Ethanol is produced in North America mainly from corn, but can be made from virtually any starch feed stock including sugar cane, wheat or barley. The clean-burning, renewable fuel is increasingly seen by some analysts and U.S. lawmakers as a viable alternative to America's dependence on foreign oil.

A century ago, automotive pioneer Henry Ford planned to use ethanol as the primary fuel for his Model T, but the less expensive gasoline emerged as the dominant fuel.

Dorr said ethanol has had a long struggle to gain the limelight and was conceived at the grass-roots level among growers and country pioneers. "We were ethanol before ethanol was cool," he said.

Wider acceptance of the alternative fuel is also changing the face of rural America, said Dorr, as new ethanol plants are springing up and creating jobs.

"Ethanol is a success story over 30 years in the making, and energy is now a major national security issue," Dorr said. "We do have a costly addiction to imported oil, but we can kick the addiction with ethanol and other renewable fuels."

SOME ETHANOL SKEPTICS

NCGA President Gerald Tumbleson encouraged delegates at the Dallas convention to jump on the ethanol bandwagon in a speech Monday night. "If you're not a part of it you'll be left behind," he said. "The world is short of protein and energy."

Back-to-back bumper corn crops were produced in the United States the past two years and the newly seeded 2006 crop is off to a roaring start. Genetic engineering continues to forge ahead, boosting the potential for corn hybrids to post phenomenal average yields of close to 200 bushels per acre in roughly 10 years, compared with the record average corn yield of 160 bushels per acre notched two years ago.

Ethanol does have its skeptics, who say the cost/reward ratio does not favor the use of ethanol over petrochemicals. There is also concern that corn may be used to make fuel at the expense of food.

Importers of food, feed and corn from the United States have been growing a bit uneasy about the constant barrage of news touting the use of corn as fuel rather than food. The USDA has projected that by next year more than 2.0 billion bushels of corn will be used to produce ethanol, roughly equal to the amount of corn that is exported and about 20 percent of the annual U.S. corn crop.

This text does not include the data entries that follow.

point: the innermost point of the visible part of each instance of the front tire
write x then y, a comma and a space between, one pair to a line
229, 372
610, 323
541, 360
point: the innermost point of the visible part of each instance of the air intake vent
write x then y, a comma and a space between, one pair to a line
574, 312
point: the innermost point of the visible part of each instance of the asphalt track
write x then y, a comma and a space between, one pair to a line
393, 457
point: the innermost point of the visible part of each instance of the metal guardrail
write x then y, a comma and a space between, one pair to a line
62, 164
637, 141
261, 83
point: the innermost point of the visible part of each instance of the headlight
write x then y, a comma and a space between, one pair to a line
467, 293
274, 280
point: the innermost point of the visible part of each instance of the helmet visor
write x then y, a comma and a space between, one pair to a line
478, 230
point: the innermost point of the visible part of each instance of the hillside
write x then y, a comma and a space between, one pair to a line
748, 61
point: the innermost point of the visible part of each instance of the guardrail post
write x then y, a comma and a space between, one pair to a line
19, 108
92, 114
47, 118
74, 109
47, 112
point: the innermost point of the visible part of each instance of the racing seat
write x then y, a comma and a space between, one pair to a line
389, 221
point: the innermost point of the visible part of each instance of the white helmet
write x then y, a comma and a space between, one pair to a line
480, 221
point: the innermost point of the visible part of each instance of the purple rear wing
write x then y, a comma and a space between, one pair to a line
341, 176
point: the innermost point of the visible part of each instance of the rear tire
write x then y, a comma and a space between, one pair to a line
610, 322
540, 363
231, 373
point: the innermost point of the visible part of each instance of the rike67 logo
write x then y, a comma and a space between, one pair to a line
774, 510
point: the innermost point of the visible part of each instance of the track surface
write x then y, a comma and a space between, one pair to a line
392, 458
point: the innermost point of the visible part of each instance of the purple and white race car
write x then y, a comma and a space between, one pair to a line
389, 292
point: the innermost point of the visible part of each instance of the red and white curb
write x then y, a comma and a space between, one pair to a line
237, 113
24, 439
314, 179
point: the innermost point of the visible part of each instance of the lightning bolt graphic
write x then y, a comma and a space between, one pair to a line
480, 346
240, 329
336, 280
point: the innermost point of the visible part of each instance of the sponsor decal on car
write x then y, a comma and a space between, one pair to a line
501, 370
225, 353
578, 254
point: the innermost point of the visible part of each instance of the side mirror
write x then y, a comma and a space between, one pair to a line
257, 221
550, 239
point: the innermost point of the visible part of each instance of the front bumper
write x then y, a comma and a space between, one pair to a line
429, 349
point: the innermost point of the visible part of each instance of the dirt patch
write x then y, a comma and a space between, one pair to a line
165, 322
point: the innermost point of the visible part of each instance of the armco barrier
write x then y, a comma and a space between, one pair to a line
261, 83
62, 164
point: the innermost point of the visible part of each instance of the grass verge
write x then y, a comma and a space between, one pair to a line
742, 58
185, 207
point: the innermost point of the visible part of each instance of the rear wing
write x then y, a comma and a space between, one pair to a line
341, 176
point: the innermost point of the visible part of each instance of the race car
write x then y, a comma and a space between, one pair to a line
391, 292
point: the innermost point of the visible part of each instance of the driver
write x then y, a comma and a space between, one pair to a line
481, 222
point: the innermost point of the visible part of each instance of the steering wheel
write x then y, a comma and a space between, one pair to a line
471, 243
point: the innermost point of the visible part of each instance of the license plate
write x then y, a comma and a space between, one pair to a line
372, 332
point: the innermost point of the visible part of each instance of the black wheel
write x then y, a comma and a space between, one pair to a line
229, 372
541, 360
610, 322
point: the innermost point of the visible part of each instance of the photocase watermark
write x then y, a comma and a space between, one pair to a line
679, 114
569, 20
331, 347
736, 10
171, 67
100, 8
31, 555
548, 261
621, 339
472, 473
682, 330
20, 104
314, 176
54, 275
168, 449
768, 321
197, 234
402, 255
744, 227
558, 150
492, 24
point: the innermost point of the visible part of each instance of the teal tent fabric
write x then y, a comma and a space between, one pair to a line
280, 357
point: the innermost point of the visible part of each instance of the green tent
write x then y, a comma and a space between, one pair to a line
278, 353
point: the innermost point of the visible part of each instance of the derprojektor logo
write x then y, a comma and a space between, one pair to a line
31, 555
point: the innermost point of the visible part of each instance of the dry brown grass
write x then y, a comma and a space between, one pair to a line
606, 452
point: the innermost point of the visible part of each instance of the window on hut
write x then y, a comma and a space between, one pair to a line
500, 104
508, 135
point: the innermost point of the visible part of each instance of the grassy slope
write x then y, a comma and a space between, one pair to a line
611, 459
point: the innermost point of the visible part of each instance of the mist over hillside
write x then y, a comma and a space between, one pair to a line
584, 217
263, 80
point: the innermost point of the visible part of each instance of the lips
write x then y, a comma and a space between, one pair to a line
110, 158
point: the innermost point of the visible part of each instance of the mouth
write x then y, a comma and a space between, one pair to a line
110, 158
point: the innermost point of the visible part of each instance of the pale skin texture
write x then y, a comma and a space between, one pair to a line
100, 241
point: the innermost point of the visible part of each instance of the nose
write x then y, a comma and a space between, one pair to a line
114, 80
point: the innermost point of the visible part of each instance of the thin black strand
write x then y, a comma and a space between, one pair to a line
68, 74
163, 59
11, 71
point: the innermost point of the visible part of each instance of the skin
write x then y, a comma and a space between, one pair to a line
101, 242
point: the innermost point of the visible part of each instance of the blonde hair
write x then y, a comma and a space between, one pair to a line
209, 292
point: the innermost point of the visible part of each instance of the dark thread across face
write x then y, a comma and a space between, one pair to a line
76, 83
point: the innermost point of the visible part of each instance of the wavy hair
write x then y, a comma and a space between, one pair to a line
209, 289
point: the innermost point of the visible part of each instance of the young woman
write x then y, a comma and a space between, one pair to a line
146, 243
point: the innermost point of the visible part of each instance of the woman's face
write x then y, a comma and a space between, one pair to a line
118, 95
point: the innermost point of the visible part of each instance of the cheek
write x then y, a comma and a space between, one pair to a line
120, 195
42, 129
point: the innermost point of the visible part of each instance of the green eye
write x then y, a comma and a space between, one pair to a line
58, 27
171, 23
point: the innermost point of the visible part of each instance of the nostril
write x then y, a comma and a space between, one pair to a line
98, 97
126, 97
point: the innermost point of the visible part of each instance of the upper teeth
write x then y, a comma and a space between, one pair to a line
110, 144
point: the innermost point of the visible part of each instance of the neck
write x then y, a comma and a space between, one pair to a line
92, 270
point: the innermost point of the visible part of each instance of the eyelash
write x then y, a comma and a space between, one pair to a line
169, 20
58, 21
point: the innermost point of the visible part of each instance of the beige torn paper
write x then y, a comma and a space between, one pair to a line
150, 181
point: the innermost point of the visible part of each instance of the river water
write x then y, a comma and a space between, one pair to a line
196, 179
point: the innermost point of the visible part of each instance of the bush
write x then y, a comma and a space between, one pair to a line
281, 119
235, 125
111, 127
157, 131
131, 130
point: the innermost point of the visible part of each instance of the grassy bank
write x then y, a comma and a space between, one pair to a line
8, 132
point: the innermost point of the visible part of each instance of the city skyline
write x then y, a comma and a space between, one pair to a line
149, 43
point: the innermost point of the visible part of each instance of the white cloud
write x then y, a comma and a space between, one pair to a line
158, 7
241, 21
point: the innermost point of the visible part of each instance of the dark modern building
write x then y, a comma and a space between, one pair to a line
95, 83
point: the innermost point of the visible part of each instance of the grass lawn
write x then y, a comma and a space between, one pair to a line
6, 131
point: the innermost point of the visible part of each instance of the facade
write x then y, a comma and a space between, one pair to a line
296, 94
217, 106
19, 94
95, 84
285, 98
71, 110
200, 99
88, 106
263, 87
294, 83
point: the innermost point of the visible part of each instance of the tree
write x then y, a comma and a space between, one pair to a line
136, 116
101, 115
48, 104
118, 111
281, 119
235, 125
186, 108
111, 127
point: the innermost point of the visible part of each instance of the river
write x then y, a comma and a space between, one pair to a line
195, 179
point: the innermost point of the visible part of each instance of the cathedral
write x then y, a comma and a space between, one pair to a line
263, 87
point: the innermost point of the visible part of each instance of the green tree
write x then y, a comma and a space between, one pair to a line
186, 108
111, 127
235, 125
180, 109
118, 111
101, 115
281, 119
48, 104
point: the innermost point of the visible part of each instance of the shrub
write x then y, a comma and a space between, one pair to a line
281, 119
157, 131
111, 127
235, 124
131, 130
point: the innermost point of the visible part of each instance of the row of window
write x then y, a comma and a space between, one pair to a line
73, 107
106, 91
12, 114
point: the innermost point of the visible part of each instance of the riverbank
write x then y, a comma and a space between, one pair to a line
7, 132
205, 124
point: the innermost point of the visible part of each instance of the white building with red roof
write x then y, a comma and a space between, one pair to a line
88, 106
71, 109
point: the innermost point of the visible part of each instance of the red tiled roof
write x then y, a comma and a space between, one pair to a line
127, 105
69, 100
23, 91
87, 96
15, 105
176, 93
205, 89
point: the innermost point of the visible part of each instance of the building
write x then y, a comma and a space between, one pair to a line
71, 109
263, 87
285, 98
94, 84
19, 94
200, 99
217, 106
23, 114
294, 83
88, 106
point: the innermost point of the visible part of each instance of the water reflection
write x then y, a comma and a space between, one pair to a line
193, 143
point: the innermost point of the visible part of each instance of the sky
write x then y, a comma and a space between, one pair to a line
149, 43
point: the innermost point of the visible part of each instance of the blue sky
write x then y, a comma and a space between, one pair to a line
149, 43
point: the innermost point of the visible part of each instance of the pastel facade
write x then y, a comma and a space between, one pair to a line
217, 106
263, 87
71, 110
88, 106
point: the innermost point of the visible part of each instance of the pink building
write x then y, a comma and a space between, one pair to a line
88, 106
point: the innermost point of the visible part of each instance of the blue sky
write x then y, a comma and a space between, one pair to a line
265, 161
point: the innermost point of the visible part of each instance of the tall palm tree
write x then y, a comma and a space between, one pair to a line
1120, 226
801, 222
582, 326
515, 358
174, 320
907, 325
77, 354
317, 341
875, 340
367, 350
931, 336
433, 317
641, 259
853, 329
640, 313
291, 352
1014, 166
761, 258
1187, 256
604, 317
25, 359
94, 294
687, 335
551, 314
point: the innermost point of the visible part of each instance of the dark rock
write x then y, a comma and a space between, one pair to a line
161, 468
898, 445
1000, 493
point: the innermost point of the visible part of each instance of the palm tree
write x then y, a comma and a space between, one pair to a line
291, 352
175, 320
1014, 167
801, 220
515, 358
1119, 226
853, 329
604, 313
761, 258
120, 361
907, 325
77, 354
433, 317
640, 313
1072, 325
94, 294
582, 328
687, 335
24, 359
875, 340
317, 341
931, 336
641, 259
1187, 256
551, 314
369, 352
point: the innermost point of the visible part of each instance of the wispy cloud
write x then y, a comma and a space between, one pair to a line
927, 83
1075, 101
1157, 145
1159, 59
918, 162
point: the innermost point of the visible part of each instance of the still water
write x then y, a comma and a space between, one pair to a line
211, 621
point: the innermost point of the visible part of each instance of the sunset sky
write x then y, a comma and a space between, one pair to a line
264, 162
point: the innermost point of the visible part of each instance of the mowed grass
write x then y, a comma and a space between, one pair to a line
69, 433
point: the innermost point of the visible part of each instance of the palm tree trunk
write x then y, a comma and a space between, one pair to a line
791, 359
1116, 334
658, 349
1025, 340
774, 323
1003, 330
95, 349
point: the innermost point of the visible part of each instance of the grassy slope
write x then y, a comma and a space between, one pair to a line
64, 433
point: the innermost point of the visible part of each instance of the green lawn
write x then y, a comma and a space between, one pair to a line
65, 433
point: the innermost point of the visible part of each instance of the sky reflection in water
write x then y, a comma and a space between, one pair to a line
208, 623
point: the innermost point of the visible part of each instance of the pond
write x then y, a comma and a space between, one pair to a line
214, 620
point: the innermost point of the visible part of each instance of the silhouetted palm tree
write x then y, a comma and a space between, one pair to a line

"Eighty participants from foreign countries are at this conference, and our corn customers need to be assured they will continue to have a reliable supply," said Davis Anderson, chairman of the U.S. Grains Council, a grains marketing and promotion group.

Anderson reminded delegates from Japan, Taiwan, South Korea, China, France and other countries that the high-protein distillers dried grain, a by-product of ethanol manufacturing, is available for export in addition to corn.

But ethanol proponents say the fuel could finally be on the way to gaining the inside track. "This is rural America's biggest new market in generations," Dorr said. "The bottom line is Henry Ford built the first Model T to run on ethanol, and we're about to come full circle. The future is very bright."